Mlliyet Milliyet Blog Milliyet Blog
 
Facebook Connect
Blog Kategorileri
 

28 Şubat '09

 
Kategori
Kitap
 

İnsan Nasıl İnsan Oldu

İnsan Nasıl İnsan Oldu
 

M. İlin E. Segal; yaşadığımız dünyanın jeolojik yapısından başlayarak, jeolojik tabakaları birer tarih sayfası gibi çevirip okumaya başlıyorsunuz. Bu yazarlar, bakalım bu serüveni nasıl size anlatmayı sürdürecekler. "İnsan Nasıl İnsan Oldu" Çeviren Ahmet Zekerya, Yeni Dünya Yayınları'ndan 1979 yılı baskısı. Halk kütüphanesinde gözüme takıldı.

İnsanı tanımaya jeolojik toprak tabakalarını inecelemekle başlamış, insanın tarihi için tarihçilerin arkeolojik verilere dayanarak anlatmalarına rağmen halen Dünya'nın değişik coğrafyalarında ki ilkel kabile yaşamlarından gözlemle tarihi insan gelişimini tanımak suretiyle; kullanılan aletlerden, toplumsal ilişkilere geçişleri, beslenme yöntemlerinden, dil sorunu ve iletişim safhalarını analizle, roman akışı içinde sürükleyen bir anlatım var.

Antropolojik bakışla arkeolojik kanıtların ışığında insanın romanı akışkanlı ile anlatım düzeyi sürdüren kitap, aslında dünya genelini kucaklamaya çalışmakla brlikte, yoğunlukla rusya coğrafyasındaki araştırmalar da hareket etmektedir.

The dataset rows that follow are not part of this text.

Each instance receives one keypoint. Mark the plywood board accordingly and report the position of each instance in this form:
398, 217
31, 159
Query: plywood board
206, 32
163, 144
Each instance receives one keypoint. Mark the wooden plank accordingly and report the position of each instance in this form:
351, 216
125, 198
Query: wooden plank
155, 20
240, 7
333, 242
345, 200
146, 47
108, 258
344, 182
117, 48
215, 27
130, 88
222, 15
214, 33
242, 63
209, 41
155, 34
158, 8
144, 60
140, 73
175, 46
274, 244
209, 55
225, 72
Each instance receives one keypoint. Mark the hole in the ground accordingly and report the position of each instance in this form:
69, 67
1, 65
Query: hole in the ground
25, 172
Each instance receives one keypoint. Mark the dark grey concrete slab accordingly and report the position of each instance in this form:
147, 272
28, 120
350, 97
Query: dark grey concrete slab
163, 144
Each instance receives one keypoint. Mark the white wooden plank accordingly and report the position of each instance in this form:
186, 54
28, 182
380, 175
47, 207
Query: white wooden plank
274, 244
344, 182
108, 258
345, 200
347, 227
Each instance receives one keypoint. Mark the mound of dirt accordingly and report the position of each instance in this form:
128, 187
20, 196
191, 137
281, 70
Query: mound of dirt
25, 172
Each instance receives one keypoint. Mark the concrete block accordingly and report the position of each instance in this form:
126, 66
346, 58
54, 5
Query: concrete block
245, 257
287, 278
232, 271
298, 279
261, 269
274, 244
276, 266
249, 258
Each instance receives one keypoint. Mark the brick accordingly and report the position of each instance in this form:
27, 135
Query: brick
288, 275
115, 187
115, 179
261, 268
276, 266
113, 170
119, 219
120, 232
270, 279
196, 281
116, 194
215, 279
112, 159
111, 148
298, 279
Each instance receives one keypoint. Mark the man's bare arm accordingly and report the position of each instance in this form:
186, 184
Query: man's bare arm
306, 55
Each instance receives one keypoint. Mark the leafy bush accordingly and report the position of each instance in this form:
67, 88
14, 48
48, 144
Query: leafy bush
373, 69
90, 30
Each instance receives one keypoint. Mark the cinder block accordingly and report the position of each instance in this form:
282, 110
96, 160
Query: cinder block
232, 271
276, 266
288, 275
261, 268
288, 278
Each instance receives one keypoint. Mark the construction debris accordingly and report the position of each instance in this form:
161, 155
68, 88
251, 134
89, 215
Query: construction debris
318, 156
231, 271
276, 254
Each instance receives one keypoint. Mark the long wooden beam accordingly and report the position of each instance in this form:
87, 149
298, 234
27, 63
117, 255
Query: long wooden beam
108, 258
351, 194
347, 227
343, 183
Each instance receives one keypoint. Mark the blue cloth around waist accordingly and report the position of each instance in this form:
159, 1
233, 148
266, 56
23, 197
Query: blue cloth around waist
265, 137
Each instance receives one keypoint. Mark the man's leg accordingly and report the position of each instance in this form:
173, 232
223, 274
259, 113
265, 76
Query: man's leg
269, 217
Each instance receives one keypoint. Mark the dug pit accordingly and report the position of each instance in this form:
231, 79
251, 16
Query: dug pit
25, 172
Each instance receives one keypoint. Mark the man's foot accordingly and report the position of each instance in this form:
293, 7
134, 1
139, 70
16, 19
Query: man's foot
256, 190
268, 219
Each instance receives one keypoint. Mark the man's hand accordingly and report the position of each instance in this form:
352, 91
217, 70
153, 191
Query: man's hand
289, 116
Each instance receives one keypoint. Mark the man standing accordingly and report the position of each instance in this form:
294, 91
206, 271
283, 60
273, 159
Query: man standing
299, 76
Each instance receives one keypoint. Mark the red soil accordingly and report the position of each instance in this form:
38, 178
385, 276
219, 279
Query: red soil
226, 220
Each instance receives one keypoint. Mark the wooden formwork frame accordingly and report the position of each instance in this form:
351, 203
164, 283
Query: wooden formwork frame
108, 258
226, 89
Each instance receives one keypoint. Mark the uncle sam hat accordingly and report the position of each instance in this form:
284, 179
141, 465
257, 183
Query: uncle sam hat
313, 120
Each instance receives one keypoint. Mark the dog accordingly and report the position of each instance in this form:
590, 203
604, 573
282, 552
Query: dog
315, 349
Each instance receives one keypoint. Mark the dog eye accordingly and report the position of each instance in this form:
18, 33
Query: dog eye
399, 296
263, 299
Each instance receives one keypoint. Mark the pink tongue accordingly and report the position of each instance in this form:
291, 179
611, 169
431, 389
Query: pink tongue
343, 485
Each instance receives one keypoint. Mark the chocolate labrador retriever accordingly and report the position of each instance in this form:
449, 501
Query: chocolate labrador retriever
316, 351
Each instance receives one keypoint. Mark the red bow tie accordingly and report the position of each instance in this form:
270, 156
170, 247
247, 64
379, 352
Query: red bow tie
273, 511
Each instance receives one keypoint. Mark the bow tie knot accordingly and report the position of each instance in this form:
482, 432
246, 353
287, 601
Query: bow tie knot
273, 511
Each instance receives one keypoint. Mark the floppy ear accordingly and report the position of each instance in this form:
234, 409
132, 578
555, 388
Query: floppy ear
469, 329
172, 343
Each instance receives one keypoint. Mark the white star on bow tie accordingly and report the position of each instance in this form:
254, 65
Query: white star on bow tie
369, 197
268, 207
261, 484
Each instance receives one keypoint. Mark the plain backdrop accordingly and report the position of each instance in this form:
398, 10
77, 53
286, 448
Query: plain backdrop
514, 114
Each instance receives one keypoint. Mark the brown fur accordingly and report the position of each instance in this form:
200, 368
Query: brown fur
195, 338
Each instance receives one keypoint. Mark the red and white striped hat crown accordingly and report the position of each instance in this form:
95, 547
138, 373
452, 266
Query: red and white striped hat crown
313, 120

Tarihsel çağların insan medeniyetinde ki ilerleme safhalarını arkeolojik bulgularla antropolojik verileri tarımdan el aletlerine, kültürel alanı mistik ve dini alana kadar götüren bir anlatım genişliğine sahip.

Bu arada okuyanın farkında olması gereken bir konu yazarlar. Yazarlar bir ülkenin her yönü ile tanıtılmasında en önemli (tanıtman) aracılardır. Bu kitapda ki örneklemelerle Rusya'nın enformasyon hizmeti yapılmış olmaktadır.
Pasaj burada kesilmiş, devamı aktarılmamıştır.